More importantly, regarding defendant’s argument that her sentence was disproportionate, the trial court addressed the circumstances of the offense and noted that defendant had chased Scott after she stabbed him. Defendant suggests that her sentence was disproportionate to the offense because the single stab wound does not show a “brutal attack,” and because the killing was done under circumstances similar to self-defense or manslaughter. However, the trial court noted that the jury had rejected both the higher offense of first-degree murder and the lesser offense of manslaughter, as well as an outright acquittal that would have suggested its agreement with self- defense.

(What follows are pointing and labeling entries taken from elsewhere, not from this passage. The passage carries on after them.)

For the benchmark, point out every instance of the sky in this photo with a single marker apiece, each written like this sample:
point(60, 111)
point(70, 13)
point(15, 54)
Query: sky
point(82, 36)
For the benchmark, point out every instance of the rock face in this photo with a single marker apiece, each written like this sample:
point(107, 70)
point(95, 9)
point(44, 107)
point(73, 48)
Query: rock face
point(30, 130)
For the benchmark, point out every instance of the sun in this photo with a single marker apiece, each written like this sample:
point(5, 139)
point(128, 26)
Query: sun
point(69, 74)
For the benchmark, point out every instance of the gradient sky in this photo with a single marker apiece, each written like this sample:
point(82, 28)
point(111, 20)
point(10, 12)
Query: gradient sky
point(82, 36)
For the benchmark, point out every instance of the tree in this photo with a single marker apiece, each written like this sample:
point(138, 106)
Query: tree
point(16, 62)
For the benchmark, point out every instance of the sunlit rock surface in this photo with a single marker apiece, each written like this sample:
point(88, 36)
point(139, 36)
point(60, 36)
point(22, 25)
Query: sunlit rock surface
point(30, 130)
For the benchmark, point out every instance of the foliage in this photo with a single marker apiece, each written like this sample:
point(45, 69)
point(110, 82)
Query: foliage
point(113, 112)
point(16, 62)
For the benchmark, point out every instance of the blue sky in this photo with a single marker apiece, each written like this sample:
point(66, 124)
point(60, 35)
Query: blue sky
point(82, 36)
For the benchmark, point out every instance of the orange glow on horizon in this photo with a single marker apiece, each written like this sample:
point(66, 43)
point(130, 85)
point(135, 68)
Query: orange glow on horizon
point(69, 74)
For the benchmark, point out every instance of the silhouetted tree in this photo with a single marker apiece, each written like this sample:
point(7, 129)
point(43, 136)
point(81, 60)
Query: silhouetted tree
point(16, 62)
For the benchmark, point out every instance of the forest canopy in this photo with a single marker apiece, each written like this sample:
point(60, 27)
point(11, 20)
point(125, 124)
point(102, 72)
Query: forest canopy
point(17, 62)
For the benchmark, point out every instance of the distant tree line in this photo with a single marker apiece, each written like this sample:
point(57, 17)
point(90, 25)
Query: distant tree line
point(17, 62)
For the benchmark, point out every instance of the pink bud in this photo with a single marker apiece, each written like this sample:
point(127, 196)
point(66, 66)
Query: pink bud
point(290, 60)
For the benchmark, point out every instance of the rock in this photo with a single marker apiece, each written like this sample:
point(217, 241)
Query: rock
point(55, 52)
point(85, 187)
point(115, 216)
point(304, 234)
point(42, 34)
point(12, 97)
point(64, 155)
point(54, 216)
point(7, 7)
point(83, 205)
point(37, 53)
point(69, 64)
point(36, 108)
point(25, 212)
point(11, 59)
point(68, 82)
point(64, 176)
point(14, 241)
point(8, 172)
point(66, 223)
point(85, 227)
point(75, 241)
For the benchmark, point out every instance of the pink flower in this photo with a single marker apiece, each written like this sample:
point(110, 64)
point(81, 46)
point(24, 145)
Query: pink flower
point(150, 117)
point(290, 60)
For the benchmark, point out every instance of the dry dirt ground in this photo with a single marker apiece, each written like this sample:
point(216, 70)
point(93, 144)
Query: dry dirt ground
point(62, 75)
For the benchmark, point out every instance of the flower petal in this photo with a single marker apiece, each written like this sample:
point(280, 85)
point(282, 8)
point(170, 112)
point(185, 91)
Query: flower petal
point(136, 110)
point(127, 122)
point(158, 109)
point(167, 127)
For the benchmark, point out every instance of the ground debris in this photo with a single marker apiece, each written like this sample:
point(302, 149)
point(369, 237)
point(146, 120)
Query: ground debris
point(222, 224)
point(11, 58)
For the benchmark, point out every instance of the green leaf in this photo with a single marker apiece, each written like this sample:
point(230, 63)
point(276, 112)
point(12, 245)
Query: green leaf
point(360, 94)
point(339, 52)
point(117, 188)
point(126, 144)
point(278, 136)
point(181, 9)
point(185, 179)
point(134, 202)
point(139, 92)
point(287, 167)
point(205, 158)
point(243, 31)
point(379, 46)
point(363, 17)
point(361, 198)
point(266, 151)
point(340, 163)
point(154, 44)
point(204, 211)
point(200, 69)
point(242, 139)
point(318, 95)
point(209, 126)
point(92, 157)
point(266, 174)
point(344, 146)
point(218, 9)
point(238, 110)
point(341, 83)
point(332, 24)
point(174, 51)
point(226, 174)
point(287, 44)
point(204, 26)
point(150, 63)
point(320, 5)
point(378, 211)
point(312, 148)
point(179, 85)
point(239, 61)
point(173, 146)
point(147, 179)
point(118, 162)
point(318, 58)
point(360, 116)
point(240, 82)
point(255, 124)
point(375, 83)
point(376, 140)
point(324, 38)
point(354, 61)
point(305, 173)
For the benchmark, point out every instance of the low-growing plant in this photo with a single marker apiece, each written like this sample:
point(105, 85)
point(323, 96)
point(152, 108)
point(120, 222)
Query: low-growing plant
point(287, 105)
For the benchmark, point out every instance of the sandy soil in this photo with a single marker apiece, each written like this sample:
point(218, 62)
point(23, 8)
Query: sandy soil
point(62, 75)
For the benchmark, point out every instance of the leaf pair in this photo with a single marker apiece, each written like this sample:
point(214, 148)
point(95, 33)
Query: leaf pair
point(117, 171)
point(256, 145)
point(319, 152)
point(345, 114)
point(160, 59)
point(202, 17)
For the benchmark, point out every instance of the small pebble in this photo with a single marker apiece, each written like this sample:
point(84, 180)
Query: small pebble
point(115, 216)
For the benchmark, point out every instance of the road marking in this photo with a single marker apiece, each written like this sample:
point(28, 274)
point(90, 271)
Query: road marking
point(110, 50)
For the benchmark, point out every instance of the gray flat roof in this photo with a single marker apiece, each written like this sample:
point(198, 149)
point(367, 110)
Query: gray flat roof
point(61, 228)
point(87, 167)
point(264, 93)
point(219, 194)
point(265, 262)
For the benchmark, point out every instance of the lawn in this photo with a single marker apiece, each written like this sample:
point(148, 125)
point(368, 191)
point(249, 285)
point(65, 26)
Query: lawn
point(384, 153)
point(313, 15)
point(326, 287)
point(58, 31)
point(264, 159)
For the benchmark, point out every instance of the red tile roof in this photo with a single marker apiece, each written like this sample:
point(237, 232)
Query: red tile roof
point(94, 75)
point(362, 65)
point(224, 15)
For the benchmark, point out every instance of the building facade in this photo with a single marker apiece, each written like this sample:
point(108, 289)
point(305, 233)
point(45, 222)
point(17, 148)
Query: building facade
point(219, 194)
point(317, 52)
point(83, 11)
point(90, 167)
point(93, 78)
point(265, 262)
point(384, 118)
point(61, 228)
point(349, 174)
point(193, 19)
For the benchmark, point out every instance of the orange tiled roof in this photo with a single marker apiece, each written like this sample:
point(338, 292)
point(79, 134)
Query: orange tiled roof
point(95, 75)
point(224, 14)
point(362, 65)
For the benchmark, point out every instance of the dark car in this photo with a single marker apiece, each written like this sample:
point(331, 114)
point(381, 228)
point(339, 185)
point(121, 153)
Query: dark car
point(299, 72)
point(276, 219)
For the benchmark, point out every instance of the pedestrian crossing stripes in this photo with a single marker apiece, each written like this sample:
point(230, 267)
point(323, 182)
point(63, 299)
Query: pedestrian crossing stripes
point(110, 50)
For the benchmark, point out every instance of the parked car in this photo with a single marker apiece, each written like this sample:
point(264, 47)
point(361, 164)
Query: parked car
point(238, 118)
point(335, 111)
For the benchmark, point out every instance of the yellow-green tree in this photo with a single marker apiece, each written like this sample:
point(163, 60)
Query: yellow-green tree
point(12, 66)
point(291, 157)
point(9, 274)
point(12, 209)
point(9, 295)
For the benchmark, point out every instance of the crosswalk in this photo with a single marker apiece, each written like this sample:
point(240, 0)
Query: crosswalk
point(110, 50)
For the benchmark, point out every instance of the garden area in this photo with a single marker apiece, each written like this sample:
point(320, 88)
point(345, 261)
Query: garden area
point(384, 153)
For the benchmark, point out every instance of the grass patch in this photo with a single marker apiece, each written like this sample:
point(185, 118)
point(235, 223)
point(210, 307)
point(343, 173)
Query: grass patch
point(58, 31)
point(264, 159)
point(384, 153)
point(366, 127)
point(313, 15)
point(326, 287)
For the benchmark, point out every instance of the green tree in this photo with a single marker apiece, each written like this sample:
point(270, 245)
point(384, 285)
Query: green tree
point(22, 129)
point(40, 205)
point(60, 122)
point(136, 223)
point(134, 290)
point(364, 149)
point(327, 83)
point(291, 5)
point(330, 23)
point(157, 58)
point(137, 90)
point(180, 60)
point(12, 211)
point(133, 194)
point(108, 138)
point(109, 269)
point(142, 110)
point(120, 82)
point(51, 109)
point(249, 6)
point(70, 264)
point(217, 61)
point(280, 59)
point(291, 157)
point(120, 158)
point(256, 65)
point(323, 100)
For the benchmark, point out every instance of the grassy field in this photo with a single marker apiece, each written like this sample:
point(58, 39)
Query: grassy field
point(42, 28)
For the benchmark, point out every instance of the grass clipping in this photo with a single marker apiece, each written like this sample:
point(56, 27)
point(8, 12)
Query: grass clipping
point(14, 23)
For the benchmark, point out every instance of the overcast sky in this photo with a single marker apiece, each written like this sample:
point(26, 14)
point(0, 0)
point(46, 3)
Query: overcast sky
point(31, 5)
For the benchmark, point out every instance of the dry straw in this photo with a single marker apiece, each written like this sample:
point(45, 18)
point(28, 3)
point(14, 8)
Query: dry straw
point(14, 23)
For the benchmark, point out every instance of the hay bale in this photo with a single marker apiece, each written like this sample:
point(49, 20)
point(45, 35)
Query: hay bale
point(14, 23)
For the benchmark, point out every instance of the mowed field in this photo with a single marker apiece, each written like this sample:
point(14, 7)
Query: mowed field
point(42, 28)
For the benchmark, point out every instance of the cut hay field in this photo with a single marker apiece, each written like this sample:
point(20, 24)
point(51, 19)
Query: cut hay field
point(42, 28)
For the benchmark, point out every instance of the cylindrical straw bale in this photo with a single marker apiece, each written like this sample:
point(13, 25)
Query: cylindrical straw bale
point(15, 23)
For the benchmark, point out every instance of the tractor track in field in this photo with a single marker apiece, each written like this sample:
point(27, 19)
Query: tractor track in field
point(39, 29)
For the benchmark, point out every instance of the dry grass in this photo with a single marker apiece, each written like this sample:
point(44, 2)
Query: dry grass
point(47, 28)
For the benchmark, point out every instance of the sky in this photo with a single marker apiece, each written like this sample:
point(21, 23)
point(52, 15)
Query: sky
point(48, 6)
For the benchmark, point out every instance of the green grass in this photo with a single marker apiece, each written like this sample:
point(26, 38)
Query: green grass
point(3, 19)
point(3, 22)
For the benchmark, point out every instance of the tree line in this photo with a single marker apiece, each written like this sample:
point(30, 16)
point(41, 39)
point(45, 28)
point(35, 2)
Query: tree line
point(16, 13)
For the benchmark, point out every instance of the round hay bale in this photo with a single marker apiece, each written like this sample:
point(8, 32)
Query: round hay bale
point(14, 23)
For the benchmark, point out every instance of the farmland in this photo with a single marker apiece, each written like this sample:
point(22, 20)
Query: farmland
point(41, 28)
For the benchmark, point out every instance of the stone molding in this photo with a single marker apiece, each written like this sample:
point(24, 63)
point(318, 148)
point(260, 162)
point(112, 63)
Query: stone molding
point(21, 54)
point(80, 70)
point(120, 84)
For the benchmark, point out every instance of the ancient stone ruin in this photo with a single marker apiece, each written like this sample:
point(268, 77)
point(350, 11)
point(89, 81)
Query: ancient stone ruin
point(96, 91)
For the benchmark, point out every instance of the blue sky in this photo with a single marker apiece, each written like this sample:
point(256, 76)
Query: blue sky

Moreover, the act of chasing Scott after stabbing him arguably could be characterized as “brutal.” The trial court was not required to consider mitigating factors, such as the altercation between defendant and Scott as described by defendant. See Bailey, 330 Mich App at 63. Nor was the trial court otherwise required to justify its within-guidelines sentence. People v Posey (On Remand), ___ Mich App ___, ___; ___ NW3d ___ (2023) (Docket No. 345491); slip op at 4 (“[T]here is nothing in Posey suggesting that a sentencing court needs to expressly explain why a within-guidelines sentence is reasonable and proportionate.”). Finally, defendant has not identified any particular facts of this case, other than the allegation of self-defense that the jury rejected, to indicate that a typical 25-year sentence for murder is inappropriate. See Posey, 512 Mich at 359 (“[T]he defendant bears the burden of demonstrating that their within-guidelines sentence is unreasonable or disproportionate[.]”).5
Accordingly, we affirm defendant’s 25-year minimum sentence as reasonable and proportionate.
V. CONCLUSION
There were no errors warranting relief. We affirm.
/s/ Stephen L. Borrello /s/ Michael J. Riordan /s/ Sima G. Patel
5 The essence of defendant’s argument regarding her sentence is that the trial court failed to expressly justify a sentence at the top of the guidelines range. However, as noted, an express justification is unnecessary when the sentence is within the guidelines range.